Weighing up the new obesity laws
The much-anticipated new laws to tackle obesity have been announced, but do they go too far or not far enough? From now on, supermarkets will no longer be allowed to offer products high in sugar, fat or salt near checkouts, while restaurants and takeaways will be forced to show calories clearly on menus. However, the government held back from banning junk food ads on TV before the watershed. “The measures were broadly welcomed by health organisations and experts,” writes the Observer, “but industry leaders expressed ‘deep disquiet’ at the prospect of further regulation from government.” One in three British children is now obese when leaving primary school, while the UK holds the unenviable title of fattest nation in Western Europe.

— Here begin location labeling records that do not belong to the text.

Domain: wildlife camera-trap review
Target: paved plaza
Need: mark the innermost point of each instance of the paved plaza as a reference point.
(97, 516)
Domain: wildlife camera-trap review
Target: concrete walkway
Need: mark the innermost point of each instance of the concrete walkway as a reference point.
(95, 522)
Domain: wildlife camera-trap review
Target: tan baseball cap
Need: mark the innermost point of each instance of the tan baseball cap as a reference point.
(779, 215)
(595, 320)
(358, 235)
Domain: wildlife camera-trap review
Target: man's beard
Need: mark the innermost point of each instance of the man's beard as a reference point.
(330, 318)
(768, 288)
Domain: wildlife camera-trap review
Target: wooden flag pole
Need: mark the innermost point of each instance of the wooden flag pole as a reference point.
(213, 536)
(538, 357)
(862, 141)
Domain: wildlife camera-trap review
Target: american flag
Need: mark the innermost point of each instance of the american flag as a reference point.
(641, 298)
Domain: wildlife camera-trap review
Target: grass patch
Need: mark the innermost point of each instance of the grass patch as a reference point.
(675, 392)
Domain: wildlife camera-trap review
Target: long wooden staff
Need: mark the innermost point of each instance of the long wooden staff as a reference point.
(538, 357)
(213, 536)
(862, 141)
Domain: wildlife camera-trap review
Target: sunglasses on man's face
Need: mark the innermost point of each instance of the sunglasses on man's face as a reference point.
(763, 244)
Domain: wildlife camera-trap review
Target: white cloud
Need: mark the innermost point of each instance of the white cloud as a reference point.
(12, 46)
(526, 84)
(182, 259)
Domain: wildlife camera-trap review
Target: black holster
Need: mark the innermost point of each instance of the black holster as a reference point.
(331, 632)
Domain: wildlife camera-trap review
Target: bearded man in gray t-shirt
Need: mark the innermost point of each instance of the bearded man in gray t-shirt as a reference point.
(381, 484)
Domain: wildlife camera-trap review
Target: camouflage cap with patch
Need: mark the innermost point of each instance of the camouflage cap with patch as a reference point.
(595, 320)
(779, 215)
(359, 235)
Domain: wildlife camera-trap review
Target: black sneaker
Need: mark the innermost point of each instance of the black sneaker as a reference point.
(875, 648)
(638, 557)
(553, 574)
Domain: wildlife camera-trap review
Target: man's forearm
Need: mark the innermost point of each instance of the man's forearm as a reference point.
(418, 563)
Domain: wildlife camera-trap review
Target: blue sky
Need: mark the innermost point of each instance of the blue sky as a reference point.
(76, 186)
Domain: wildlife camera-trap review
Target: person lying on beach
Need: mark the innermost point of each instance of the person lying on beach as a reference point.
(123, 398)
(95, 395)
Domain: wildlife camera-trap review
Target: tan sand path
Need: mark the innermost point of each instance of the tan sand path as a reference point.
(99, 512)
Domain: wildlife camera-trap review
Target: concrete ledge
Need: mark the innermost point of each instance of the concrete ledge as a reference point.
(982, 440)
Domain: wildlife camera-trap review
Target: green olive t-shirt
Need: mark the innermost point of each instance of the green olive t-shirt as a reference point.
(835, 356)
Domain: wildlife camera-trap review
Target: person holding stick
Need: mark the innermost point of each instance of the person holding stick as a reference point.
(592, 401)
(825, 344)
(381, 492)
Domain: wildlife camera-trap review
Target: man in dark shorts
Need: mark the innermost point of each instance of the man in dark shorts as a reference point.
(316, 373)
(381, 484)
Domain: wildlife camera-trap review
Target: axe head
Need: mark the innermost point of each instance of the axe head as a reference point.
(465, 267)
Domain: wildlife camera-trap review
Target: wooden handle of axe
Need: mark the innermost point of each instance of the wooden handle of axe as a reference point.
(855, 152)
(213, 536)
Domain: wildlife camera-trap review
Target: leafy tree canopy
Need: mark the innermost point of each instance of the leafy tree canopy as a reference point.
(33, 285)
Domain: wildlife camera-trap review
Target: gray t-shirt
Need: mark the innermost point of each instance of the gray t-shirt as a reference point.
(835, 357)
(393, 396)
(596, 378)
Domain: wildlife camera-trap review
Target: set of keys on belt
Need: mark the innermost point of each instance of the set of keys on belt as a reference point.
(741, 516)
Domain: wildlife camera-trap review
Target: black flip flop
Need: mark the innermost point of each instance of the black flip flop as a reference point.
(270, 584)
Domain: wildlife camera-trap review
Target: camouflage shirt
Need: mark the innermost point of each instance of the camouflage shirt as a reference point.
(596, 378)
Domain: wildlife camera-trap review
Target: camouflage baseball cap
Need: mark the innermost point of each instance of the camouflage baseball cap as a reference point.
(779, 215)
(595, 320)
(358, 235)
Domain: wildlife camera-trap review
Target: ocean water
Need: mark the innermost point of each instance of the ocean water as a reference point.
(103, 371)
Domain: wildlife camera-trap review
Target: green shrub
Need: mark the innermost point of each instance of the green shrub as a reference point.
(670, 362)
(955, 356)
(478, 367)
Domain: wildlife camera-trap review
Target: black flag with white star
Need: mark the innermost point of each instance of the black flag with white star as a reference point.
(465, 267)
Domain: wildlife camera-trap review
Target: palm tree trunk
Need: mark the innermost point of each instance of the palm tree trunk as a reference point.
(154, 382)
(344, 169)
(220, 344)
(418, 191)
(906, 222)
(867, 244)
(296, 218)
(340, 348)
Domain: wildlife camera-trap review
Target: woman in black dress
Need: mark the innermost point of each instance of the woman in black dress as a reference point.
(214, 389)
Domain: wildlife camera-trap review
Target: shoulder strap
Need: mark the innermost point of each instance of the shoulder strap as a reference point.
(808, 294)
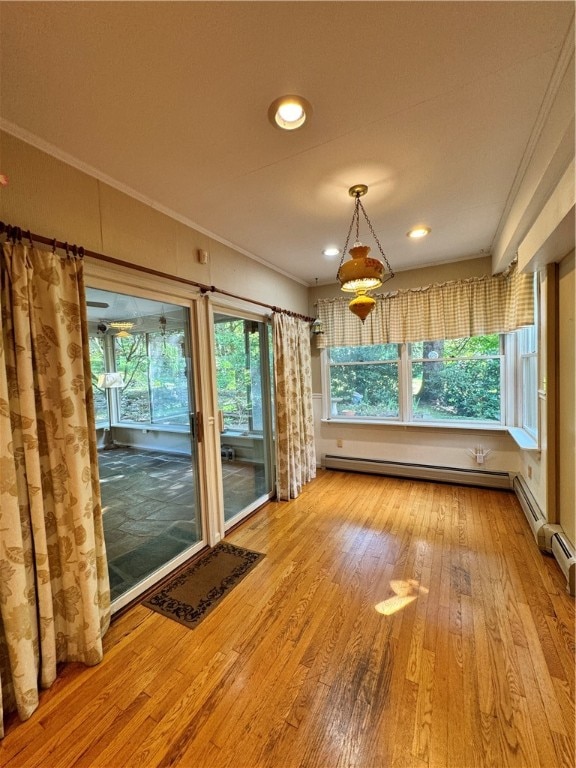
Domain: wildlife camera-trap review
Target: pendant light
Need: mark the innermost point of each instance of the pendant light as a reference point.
(362, 273)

Will dark kitchens turn the lights off on home cooking?
Why bother making a home-cooked meal when a ready-made one could save you time and money? That’s the not-so-distant future envisaged by investment bank UBS, whose analysts say that the rise of so-called ‘dark kitchens’ – which deal exclusively with delivery and avoid the expense of sit-down restaurants – combined with the advances in food-preparing robots and delivery drones will bring down costs, meaning more competitive pricing. The Telegraph quotes the analysts as saying the situation is similar to the change in how we acquire clothing: “A century ago, many families in now-developed markets produced their own clothes. Purchasing pre-made clothes was prohibitively expensive for most, and the skills to produce clothing existed at home."
Premier Foods’ CEO blamed for ‘weak corporate governance’

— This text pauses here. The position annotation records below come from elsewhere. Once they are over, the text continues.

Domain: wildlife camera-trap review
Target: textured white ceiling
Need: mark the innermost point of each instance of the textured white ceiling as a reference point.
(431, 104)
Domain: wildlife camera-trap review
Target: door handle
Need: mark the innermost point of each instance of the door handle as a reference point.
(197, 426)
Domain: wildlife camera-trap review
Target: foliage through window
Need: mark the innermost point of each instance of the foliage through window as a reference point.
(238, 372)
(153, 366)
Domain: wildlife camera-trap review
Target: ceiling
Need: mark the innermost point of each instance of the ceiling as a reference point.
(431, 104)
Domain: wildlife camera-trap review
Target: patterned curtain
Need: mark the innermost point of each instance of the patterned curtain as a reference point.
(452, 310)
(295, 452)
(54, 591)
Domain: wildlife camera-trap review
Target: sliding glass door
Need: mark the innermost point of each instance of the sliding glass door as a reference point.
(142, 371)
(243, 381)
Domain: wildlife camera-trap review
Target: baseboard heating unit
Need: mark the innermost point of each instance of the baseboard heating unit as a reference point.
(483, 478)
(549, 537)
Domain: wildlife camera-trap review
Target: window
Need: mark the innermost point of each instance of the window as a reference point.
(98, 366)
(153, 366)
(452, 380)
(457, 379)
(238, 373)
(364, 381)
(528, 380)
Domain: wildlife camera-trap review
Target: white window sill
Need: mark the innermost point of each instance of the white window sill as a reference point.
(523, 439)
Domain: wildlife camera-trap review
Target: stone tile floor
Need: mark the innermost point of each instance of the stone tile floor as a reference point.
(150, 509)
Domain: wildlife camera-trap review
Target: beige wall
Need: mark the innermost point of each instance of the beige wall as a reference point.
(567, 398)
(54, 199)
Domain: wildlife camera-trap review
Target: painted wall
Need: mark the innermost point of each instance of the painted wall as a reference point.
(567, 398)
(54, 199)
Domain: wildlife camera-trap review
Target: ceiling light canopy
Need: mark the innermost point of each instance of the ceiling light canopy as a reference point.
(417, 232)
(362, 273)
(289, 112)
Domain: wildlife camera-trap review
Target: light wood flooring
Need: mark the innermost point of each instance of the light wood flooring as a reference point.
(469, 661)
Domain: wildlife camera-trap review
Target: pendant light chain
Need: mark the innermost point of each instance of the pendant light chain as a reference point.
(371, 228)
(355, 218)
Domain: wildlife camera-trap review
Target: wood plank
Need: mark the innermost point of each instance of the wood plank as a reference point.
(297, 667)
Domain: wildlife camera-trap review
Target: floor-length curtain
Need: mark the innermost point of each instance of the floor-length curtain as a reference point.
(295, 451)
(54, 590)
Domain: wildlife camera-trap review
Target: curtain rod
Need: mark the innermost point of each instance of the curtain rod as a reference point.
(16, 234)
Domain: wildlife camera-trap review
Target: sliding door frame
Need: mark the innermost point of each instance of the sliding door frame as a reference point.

Premier Foods’ second biggest shareholder hopes to torpedo the re-election of chief executive Gavin Darby. “Oasis Management, which owns 9.3%, is calling for Gavin Darby’s head after ‘years of persistent shareholder value destruction, poor financial performance, consistent missed targets, a lack of strategy and weak corporate governance,’” reports the Sunday Times. Premier Foods is the owner of such brands as Mr Kipling, Homepride cooking sauces, Oxo, Bisto and Batchelors.
Play it again, Sam
Both the Guardian and the Sunday Times sing a familiar tune with their Brexit warnings. The former repeats the increasing difficulty of recruiting fruit pickers, while the latter quotes the National Farmers’ Union as saying a ‘no deal’ scenario could bring farms to the “brink of collapse.” Though neither article says anything new, they highlight the continued sense of unease felt across the farming industry as the nation inches closer to leaving the EU.
Sabor, London W1B 4BR
Marina O’Loughlin has nothing but praise for this Spanish space and its dishes, from duck with ajoblanco sauce, served with a salad of radish, apple and kohlrabi, to the calasparra rice “enriched with roasted mullet bones, a tamed whisper of smoked chilli and essences of a red army of crustaceans.” Rounding out her meal is cuajada, which is “a little like a posset ramped up by its rich oloroso syrup,” and little doughnuts with white truffle honey ice cream.

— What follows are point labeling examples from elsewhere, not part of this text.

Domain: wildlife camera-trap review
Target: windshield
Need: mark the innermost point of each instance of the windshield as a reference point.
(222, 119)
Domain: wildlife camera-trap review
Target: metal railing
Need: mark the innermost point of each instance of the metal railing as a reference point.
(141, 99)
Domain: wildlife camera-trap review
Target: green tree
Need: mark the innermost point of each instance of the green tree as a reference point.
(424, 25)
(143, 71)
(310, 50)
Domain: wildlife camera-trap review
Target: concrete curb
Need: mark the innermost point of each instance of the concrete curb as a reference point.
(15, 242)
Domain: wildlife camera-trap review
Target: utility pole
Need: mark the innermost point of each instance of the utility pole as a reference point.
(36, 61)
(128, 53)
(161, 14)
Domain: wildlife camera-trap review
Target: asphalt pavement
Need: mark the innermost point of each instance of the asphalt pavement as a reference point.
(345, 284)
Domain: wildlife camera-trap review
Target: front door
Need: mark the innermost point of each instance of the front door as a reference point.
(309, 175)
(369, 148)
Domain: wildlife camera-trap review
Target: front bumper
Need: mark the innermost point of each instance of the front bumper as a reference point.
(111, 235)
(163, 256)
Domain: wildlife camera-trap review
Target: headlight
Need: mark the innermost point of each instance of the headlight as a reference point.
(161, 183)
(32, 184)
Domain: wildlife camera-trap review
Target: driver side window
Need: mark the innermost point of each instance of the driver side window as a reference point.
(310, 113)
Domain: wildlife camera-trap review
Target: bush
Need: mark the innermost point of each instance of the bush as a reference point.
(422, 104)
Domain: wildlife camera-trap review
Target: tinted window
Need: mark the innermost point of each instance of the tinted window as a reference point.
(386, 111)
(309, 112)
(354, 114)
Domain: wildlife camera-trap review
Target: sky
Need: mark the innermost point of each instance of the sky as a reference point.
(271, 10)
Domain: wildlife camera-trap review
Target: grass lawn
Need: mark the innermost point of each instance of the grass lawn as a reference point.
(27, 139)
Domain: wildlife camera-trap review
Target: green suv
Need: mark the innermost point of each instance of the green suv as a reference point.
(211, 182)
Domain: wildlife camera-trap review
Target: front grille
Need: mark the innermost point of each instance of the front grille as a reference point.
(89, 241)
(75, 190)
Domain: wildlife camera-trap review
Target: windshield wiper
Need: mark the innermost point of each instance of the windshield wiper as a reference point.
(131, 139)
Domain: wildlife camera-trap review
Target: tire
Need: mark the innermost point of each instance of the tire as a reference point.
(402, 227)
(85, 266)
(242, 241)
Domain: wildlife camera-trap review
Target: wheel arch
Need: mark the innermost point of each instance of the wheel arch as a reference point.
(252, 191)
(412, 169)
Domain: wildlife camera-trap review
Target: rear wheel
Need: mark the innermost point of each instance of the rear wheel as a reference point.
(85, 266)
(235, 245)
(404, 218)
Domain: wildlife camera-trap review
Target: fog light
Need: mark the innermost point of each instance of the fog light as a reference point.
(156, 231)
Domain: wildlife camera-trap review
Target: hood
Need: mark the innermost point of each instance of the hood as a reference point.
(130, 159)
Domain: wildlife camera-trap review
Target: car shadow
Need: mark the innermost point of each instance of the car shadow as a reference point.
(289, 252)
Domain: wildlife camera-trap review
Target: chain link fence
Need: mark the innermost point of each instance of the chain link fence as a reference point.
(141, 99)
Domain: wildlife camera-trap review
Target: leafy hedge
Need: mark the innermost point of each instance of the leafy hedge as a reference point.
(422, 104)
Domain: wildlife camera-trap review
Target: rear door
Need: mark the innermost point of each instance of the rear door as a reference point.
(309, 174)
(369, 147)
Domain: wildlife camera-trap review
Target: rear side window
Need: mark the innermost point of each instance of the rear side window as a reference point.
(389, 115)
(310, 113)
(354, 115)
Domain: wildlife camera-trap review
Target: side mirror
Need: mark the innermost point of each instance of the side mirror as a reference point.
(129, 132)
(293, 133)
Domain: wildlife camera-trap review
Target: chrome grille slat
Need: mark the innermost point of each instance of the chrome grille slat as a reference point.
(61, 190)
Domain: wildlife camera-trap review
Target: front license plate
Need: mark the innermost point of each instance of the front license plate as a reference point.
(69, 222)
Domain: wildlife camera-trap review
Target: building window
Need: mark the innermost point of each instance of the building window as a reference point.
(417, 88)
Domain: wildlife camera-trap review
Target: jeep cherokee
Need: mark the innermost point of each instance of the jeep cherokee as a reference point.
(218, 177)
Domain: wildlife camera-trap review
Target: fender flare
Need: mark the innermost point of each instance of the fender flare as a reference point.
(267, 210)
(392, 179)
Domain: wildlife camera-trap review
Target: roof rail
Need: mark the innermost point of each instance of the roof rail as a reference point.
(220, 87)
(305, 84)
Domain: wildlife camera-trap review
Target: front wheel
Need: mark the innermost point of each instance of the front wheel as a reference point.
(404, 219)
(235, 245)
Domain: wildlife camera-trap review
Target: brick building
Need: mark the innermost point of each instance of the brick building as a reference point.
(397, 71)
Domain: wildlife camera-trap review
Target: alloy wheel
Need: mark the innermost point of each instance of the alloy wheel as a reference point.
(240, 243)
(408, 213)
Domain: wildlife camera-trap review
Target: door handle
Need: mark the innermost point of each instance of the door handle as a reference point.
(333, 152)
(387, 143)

St Leonards, London EC2A 4QX
This is a restaurant that treads the line between marvels and mayhem, according to Jay Rayner, who notes that “certain dishes leave you wondering if that was what they intended.” In the genius category is the scallop dish, “sliced up sashimi-style then reassembled and dressed with pickled samphire, elderflower and a lightly acidic broth, dotted with ravishing pools of herb oil.” On the slightly madder side of things are the blackened onions, “dusted thickly with fiery ground red pepper” and set atop ‘tuna bone caramel’ (“formed by doing something complicated with tuna bones, sugar and stock until it forms a sweet, sticky fish sauce”).